RO Library has some articles to help with litter training.

http://rabbitsonline.net/view_topic.php?id=12213&forum_id=17

Hope this helps! Good Luck!

K


----------



## MiniLopHop (Apr 24, 2012)

I started my class when I wanted, but I did it by myself. I don't know if they are going to have a group do it together so you get more interactions? They should send an email back to let you know what is planned. I know Sarah is working on an updated version of the training manual. Perhaps that is due to be finished in Aug and she wants to hold new people until it is available? 

Even if you can't officially start, you can work with your buns to make them more comfortable. You can get them used to riding around in the basket (I use treats to bribe them to jump in and then would cary them around the house). They stay in the basket better during a visit due to unfamiliar territory, but it's good to get them used to it so it is associated to good things and a safe place.

I also take my rabbits to pet stores and have them ride around in the cart. At first it was a little stressful for them with all the new sounds and smells. Then they connected the trips with getting to pick out treats. I will put down two kinds of hay for them to sniff, Becky is great at telling me what she wants. Then when they get home they get the treat hay. Gradually over time they became energized and curious when we went to the store. Now I take them to the park and all over the place in their stroller. 

Getting them comfortable with being out and about I think is one of the most important steps because then it will be easier to add the people component. The goal is to have this be a mutually beneficial interaction. Becky and Gary look forward to their trips out and love interacting with the people. The people love the visits, everyone wins.


----------



## bunnylovexoxo (Apr 26, 2012)

Hi! 
I was wondering if you could give me the name of the site you used? I love doing volunteer work, and this would be great for my little bun! :bunny24


----------



## MiniLopHop (Apr 26, 2012)

Here is a link to Bunnies in Baskets:
http://www.bunniesinbaskets.org/

They are a wonderful organization and very helpful.


----------



## bunnylovexoxo (Apr 26, 2012)

Thanks a bunch! [:


----------



## MiniLopHop (Aug 29, 2012)

Well, as many of you know, Becky has been having head tilt issues. She has had to retire from being a therapy rabbit. I am now working with Panda and Bunnicula to have them take over the family past time.

Over the weekend all 6 rabbits went for an "unofficial" visit. My co-worker's son was born with severe disabilities. The rabbits relaxed in their playpen and then took turns getting pet, brushed, and fed. Everyone did a super job! I was impressed with Sophie but she had a short tollerance, not really cut out for the job but that's ok. Bunnicula in particular was super. Houdini got his fur pulled once and Gary got his ears pulled twice. They took it in stride, but I made sure to protect them.


----------



## katherine at sacred stories (Aug 29, 2012)

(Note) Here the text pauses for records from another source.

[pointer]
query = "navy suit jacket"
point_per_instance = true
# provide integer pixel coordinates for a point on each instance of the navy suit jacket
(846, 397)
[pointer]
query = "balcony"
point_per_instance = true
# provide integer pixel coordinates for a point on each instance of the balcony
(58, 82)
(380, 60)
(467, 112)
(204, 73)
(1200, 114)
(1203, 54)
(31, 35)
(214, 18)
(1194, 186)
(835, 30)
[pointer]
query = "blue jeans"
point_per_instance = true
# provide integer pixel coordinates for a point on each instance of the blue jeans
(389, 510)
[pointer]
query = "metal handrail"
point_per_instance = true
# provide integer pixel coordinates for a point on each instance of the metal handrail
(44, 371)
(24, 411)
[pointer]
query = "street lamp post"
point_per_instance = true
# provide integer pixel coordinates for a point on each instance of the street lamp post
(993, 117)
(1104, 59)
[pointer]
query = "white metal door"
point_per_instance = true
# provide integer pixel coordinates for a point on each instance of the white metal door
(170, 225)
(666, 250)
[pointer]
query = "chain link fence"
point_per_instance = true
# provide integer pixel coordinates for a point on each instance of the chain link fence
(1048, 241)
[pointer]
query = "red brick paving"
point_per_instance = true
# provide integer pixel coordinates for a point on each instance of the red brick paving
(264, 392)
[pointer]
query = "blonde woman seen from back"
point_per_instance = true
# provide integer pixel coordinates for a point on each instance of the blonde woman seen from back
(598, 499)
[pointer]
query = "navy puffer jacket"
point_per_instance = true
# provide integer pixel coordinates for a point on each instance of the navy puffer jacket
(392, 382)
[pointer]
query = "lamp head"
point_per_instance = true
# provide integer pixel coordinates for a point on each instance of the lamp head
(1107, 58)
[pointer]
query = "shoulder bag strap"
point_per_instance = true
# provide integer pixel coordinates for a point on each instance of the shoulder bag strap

:clapping::yahoo::clapping::yahoo::clapping::yahoo::clapping::yahoo::clapping::yahoo::clapping::yahoo::clapping::yahoo:

Brandy, I just love these photos and the work that you and the bunnies are doing!!! BRAVA!!! Everyone looks like they are doing such a good job. I have tears in my eyes!!! Thank you for sharing. Made my day


----------



## MyBabyHasPaws (Aug 29, 2012)

This is so awesome Brandy! GO YOU AND THE BUNS!!!! WOOOT WOOOOOOOOOT!!!!!!!!!!!!!!!!!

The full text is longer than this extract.